Per indagare questa ipotesi, i ricercatori hanno simulato la nascita, la vita e la morte di milioni di coppie di grandi stelle.
Ogni coppia di stelle che avrebbe generato buchi neri è stata collegata alle dimensioni dell'Universo, a partire dalla loro morte.
In queste simulazioni, mentre l'Universo continuava ad espandersi, anche le masse di questi buchi neri cresceva mentre i mostri cosmici spiraleggiavano gli uni verso gli altri. I risultati hanno generato non solo buchi neri più massicci dopo la fusione ma anche più fusioni.

Quando i ricercatori hanno confrontato i dati di LIGO-Virgo con le loro previsioni si sono resi conto che erano in accordo.
"Devo dire che all'inizio non sapevo cosa pensare", ha affermato Gregory Tarlé, coautore della ricerca e professore dell'Università del Michigan. "Era un'idea così semplice, sono rimasto sorpreso che funzionasse così bene".


Un modello semplice che funziona

Secondo il team questo nuovo modello è importante perché non richiede alcuna modifica alla nostra attuale comprensione sulla formazione, evoluzione o morte stellare.

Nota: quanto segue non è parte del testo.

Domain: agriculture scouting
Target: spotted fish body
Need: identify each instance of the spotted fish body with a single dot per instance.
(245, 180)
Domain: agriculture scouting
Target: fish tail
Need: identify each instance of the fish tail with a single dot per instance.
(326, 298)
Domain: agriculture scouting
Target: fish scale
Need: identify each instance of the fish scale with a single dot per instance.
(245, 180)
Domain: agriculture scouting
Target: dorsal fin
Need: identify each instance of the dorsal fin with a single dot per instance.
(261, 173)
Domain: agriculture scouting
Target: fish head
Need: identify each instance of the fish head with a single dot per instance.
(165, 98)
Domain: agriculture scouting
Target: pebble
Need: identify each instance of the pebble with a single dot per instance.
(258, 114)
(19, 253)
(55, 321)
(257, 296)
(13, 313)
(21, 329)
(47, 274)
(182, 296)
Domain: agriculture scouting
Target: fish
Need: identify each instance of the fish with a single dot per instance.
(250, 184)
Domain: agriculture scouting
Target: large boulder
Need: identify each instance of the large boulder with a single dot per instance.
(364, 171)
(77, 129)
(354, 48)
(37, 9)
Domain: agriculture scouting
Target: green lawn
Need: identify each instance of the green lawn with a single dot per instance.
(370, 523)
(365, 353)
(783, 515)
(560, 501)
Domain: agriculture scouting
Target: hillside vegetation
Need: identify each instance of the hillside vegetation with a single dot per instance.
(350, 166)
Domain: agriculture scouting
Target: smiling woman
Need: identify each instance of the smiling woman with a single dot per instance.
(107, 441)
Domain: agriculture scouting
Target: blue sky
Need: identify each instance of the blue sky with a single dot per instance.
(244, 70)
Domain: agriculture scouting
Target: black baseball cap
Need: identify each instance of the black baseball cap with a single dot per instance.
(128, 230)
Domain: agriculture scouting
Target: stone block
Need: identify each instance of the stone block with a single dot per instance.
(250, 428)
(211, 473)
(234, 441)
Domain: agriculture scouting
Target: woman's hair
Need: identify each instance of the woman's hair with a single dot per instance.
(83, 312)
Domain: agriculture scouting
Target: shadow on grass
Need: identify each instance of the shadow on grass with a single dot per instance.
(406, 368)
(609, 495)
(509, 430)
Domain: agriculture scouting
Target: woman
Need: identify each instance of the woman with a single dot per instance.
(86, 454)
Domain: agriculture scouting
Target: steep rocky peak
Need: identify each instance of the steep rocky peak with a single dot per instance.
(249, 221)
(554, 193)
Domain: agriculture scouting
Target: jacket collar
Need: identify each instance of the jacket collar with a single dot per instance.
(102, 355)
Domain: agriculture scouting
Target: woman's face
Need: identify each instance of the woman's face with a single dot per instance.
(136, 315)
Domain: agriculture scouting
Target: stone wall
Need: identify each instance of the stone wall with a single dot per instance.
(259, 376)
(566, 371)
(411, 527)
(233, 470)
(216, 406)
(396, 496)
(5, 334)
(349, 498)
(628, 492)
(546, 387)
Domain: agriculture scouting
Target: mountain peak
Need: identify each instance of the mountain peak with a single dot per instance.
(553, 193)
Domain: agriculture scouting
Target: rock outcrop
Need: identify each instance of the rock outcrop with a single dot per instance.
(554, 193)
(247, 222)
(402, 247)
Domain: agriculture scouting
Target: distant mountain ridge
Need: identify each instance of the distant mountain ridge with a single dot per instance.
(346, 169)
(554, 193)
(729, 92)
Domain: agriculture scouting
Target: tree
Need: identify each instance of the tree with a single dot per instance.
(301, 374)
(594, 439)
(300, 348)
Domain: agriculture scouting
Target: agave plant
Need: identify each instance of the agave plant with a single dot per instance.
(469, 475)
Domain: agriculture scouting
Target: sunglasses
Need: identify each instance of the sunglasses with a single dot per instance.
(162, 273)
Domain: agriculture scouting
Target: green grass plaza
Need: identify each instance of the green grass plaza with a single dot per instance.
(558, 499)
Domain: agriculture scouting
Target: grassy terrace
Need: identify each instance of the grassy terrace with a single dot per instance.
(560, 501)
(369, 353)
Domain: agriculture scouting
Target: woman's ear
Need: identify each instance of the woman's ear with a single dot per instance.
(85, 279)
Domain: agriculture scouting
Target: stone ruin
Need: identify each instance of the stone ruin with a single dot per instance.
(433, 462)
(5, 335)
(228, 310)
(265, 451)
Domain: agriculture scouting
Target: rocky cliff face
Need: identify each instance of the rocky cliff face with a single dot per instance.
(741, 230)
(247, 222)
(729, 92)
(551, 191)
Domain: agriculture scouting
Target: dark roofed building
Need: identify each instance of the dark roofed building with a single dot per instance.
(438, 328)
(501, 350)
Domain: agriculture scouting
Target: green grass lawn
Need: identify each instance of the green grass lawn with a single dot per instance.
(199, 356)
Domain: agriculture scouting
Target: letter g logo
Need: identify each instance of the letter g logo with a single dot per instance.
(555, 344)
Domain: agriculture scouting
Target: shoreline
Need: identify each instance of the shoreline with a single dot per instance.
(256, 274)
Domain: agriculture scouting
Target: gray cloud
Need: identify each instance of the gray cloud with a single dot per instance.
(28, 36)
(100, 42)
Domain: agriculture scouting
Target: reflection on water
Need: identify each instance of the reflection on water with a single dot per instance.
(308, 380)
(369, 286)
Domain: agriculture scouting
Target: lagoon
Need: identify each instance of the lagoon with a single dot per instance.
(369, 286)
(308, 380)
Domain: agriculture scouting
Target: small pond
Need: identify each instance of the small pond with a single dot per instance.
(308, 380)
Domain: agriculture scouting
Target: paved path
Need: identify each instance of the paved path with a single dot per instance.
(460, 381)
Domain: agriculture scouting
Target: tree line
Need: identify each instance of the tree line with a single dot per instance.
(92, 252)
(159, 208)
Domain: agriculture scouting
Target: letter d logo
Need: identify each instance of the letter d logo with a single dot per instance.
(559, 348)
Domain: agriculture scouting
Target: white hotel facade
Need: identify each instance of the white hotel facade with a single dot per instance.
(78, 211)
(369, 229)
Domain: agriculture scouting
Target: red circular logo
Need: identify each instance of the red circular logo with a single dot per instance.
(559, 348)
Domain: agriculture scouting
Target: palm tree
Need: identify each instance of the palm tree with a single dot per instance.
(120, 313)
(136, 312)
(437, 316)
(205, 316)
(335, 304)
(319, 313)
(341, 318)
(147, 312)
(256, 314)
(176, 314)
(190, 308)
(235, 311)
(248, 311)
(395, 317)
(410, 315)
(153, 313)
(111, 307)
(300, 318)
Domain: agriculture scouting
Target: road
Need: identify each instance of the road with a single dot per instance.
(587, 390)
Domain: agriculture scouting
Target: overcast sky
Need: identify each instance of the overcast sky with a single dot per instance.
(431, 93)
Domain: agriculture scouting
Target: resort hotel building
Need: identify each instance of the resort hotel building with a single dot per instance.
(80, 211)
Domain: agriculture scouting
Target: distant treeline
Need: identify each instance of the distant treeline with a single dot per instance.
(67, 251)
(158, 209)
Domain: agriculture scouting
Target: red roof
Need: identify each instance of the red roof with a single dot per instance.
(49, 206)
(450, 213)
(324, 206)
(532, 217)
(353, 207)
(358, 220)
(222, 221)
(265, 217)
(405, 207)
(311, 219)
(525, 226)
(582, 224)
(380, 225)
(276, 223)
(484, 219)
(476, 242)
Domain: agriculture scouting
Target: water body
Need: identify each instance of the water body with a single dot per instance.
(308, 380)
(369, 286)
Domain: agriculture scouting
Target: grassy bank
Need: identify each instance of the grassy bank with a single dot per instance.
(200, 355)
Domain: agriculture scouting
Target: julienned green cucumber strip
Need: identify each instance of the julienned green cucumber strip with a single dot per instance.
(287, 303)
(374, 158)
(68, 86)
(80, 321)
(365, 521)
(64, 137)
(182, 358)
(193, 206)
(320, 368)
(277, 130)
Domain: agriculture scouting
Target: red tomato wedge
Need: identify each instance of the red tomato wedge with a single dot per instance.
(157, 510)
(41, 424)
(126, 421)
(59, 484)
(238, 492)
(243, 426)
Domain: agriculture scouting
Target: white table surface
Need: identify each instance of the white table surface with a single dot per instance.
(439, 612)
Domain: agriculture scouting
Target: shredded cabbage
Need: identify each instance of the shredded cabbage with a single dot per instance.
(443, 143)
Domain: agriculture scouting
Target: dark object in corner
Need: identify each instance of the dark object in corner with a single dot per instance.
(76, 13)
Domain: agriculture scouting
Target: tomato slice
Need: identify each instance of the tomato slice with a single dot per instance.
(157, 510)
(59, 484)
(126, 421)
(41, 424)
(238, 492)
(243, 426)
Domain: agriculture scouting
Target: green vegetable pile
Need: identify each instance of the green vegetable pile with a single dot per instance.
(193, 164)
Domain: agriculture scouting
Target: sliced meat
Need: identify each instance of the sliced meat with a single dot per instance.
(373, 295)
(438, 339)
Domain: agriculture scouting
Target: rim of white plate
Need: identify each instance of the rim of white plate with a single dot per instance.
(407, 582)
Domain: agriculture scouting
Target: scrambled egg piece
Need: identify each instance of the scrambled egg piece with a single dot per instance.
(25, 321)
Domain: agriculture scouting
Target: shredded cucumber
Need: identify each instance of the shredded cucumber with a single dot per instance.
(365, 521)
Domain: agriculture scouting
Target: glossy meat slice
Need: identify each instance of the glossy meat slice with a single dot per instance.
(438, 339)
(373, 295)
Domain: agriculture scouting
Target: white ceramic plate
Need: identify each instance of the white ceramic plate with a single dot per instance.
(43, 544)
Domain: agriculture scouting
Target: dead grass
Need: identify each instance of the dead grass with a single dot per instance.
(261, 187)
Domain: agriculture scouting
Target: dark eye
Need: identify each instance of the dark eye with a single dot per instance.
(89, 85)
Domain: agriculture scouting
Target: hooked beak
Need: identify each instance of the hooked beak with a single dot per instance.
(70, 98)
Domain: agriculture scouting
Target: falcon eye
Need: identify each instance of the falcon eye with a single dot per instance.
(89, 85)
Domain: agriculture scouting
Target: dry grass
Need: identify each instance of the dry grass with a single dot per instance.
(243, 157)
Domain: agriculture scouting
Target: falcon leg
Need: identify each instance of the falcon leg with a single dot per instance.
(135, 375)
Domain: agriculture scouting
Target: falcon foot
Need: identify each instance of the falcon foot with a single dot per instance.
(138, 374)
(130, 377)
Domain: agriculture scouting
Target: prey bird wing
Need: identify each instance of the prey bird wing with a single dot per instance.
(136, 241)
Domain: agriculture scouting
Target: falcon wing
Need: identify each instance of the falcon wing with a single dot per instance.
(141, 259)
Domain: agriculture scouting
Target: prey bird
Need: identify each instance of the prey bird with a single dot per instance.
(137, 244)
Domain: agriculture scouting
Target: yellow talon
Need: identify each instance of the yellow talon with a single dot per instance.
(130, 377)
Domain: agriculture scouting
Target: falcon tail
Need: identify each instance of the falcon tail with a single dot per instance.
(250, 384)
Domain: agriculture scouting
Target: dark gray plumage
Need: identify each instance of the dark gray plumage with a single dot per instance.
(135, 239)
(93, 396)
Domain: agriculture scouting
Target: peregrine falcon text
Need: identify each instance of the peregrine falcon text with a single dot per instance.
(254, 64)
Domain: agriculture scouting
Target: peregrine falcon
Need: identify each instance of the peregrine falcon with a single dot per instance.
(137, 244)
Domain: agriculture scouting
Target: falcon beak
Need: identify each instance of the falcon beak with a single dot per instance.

L'accordo tra il nuovo modello e i nostri dati attuali deriva semplicemente dal riconoscere che i buchi neri reali non possono esistere in un Universo statico simulato.

Tuttavia, sottolineano i ricercatori, il mistero degli enormi buchi neri rilevati da LIGO e Virgo e lungi dall'essere risolto completamente.
"Molti aspetti della fusione dei buchi neri non sono noti in dettaglio, come gli ambienti di formazione dominanti e gli intricati processi fisici che persistono per tutta la vita", ha affermato il coautore dello studio Michael Zevin. "Mentre abbiamo usato una popolazione stellare simulata che riflette i dati che abbiamo attualmente, c'è molto margine di manovra".